D'où le vide qui emplit Rick quand il finit par ne plus avoir de nouvelles. On est au milieu du XXe siècle : les communications se font par lettres. Et, si Rick écrit beaucoup, Crystal répond peu. de moins en moins. Plus du tout. le jeune homme finit par partir à sa recherche à travers le pays. Il voyage de piste en piste, d'individus ayant entretenu une relation épistolaire avec elle. Et il va découvrir beaucoup.

Un point qui m'a impressionné et marqué dans ce roman, c'est l'omniprésence de la route. Je sais bien que le récit s'intitule, en V.O., Singer Distance et que l'espace est au centre du récit. Mais la multiplication des trajets qu'effectue Rick est impressionnante. Et ce, d'autant qu'Ethan Chatagnier n'use que peu d'ellipse. Certes, il ne nous raconte pas les kilomètres (les milles plutôt) parcourus, mais il décrit avec un plaisir évident les paysages qui défilent et varient, les routes qui changent de taille et de densité de circulation, les ciels qui passent du jour à la nuit, avec des couleurs et des formes différentes. Ces évocations sont à ce point réussies, selon moi, qu'elles m'ont réellement donné envie de tout lâcher et de foncer jusqu'aux États-Unis, de louer une grosse bagnole (comme celle qu'aime tant notre président) et parcourir la route 66 si renommée. Et tant pis pour le bilan carbone et les dégâts imposés à la planète. À l'époque de Rick, tout cela n'est qu'un lointain futur, à peine en germe dans l'esprit de quelques-uns.

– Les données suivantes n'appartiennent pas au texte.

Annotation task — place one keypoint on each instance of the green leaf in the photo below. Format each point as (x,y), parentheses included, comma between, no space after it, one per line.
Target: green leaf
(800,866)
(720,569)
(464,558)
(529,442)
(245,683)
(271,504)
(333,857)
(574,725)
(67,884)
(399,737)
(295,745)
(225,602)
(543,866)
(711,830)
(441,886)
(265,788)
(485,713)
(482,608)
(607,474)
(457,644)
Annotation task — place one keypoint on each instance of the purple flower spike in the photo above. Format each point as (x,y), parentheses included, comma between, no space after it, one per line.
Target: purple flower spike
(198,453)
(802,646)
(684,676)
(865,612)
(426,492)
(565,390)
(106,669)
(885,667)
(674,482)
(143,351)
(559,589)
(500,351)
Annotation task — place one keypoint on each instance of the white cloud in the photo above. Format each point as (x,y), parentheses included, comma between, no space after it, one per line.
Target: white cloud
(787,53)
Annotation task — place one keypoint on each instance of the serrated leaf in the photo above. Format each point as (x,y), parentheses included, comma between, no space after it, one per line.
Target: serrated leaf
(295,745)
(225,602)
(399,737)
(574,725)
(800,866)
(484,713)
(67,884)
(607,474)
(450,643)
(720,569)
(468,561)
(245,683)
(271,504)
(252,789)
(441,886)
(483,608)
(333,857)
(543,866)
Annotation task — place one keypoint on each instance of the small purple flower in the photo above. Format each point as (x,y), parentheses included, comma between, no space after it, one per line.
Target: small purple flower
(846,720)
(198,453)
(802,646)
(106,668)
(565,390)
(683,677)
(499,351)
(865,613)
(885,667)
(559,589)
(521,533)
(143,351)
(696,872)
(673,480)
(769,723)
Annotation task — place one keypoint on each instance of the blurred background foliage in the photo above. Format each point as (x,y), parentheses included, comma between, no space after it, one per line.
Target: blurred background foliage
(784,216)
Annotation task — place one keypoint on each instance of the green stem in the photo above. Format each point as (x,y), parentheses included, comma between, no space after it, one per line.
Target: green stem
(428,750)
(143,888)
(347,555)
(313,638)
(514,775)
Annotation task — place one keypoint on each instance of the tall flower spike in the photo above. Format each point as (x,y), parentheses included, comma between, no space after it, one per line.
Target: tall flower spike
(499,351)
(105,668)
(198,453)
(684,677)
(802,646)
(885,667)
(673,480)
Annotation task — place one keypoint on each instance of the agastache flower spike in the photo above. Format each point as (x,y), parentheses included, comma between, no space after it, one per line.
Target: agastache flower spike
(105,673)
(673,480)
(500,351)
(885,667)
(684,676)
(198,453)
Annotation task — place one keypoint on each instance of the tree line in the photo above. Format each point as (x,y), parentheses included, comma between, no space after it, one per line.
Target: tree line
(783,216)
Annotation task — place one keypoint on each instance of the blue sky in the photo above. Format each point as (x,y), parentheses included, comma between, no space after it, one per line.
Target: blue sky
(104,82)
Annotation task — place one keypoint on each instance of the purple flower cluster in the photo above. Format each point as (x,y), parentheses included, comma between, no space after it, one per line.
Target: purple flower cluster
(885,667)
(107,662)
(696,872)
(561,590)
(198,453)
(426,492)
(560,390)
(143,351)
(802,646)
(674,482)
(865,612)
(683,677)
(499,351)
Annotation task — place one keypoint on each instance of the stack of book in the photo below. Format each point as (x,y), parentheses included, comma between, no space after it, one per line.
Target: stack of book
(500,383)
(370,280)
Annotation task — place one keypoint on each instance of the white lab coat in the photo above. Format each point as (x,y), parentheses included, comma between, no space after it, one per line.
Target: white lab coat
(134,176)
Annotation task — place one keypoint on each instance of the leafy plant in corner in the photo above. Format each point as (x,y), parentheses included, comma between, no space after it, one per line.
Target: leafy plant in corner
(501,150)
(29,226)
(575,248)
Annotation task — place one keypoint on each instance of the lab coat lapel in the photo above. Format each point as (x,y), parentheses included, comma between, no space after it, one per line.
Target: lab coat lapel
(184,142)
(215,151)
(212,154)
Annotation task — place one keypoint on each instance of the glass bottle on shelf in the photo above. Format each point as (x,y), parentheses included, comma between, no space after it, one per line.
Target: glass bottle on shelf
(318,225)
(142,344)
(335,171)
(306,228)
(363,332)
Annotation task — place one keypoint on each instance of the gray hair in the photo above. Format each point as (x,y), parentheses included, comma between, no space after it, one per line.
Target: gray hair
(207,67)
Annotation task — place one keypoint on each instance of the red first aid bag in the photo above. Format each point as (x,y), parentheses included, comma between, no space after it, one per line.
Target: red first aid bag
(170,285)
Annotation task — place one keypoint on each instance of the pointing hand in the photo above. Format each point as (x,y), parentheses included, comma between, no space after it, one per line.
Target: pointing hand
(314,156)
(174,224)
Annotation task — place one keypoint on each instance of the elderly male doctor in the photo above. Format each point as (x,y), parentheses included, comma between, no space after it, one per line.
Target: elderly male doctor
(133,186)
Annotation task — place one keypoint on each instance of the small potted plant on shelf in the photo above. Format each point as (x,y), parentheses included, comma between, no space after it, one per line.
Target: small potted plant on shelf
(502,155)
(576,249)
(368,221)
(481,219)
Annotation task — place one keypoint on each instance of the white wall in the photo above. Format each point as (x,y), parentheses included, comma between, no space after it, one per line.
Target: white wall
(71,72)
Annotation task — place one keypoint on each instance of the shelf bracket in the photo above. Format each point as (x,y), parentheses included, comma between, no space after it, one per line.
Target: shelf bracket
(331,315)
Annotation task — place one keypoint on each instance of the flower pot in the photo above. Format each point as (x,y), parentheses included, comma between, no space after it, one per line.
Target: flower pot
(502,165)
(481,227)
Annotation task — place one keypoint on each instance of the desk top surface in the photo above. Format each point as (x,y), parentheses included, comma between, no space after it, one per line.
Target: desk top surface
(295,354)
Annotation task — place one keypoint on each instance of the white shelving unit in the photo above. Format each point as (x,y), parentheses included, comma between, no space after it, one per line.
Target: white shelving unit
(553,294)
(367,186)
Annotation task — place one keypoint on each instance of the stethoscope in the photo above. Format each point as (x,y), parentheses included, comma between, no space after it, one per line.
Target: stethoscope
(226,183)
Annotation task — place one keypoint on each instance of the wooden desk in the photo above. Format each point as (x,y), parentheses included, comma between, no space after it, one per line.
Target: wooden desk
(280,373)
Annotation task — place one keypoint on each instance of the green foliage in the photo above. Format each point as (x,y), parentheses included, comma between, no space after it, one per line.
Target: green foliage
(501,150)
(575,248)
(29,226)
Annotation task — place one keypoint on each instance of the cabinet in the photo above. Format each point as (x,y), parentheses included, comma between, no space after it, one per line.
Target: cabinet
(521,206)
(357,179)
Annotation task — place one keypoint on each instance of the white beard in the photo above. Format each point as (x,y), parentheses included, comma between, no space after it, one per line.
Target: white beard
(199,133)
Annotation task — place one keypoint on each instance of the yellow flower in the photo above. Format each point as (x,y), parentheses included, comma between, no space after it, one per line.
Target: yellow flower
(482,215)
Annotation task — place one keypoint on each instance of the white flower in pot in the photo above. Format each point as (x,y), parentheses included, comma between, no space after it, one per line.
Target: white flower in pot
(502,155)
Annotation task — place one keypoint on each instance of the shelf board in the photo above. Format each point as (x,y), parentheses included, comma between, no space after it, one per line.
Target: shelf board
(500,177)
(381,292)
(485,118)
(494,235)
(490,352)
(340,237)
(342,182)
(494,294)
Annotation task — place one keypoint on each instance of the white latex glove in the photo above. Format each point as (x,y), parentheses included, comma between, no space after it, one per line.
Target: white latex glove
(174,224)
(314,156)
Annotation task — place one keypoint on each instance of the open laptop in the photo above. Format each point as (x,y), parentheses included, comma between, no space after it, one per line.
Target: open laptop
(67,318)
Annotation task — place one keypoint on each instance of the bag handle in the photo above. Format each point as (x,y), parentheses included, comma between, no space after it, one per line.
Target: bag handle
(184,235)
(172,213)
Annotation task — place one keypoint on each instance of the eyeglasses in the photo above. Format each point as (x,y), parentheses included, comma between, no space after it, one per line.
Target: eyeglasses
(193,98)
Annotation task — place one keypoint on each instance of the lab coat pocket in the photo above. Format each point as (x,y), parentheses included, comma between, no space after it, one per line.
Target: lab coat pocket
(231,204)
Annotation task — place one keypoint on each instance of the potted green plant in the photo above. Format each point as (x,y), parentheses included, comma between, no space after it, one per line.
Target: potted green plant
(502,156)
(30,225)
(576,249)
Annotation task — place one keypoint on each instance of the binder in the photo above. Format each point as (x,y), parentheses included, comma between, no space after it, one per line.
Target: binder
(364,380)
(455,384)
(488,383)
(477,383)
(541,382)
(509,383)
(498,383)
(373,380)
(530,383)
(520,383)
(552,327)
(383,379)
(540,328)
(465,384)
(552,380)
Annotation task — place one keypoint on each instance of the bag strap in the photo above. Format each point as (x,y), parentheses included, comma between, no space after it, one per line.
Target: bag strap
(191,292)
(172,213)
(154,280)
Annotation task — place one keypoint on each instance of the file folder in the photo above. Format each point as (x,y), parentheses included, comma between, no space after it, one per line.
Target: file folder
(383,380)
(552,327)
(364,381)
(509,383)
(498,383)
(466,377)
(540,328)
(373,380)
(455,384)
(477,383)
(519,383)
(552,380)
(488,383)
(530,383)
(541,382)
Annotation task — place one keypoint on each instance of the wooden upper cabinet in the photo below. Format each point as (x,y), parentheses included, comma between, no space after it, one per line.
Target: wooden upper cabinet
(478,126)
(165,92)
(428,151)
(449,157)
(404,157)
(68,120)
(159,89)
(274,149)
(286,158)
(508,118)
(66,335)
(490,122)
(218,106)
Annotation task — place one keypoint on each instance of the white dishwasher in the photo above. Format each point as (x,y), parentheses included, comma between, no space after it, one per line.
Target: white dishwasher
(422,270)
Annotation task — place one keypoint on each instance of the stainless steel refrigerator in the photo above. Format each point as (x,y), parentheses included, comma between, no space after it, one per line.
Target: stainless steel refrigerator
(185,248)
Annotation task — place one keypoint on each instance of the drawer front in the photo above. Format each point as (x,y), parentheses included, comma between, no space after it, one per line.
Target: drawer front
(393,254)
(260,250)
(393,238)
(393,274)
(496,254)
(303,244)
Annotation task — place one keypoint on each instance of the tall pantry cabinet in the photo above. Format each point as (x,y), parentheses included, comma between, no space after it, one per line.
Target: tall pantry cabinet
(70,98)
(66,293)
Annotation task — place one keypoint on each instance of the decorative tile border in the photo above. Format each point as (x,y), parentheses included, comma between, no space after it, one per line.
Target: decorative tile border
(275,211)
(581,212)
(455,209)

Rick est en lien presque charnel avec la terre. Il la regarde avec fascination et est à son écoute. Il faut voir comme il parle de son allée de gravier, de ce qu'elle représente, de ce qu'elle permet. Rien de mystique. Juste un sens du proche, du détail, du monde qui nous entoure. Et c'est la grande force, pour moi, de ce roman : il prend aux tripes tellement il nous fait ressentir les paysages, les êtres. le côté hard-science, les équations mathématiques ou autre ne sont que des toiles de fond, presque des MacGuffin. D'ailleurs, quand on les évoque, c'est leur mystère qui ressort. Elles permettent juste d'évoquer quelque chose de plus grand : notre place dans l'univers, notre capacité à aller jusqu'au bout de nos désirs. Mais on ne les comprend pas. Comme les dessins (superbes) qui servent de moyen de communication aux extra-terrestres du Premier contact de Denis Villeneuve (2016). Et là aussi, elles ne sont pas que ce que nous voyons au premier abord. Une autre dimension s'y cache.

Je ne sais pas si L'Affaire Crystal Singer m'a fait voyager dans les étoiles, mais ce roman m'a fait vivre intensément les distances pendant ses presque trois cents pages. Et il m'a donné l'impression de ressentir les éléments qui m'entourent autrement, comme à travers des sens amplifiés. de les vivre plus intensément. Et il m'a enfin offert une histoire d'amour forte et impressionnante de finesse, de retenue. Une superbe expérience de lecture.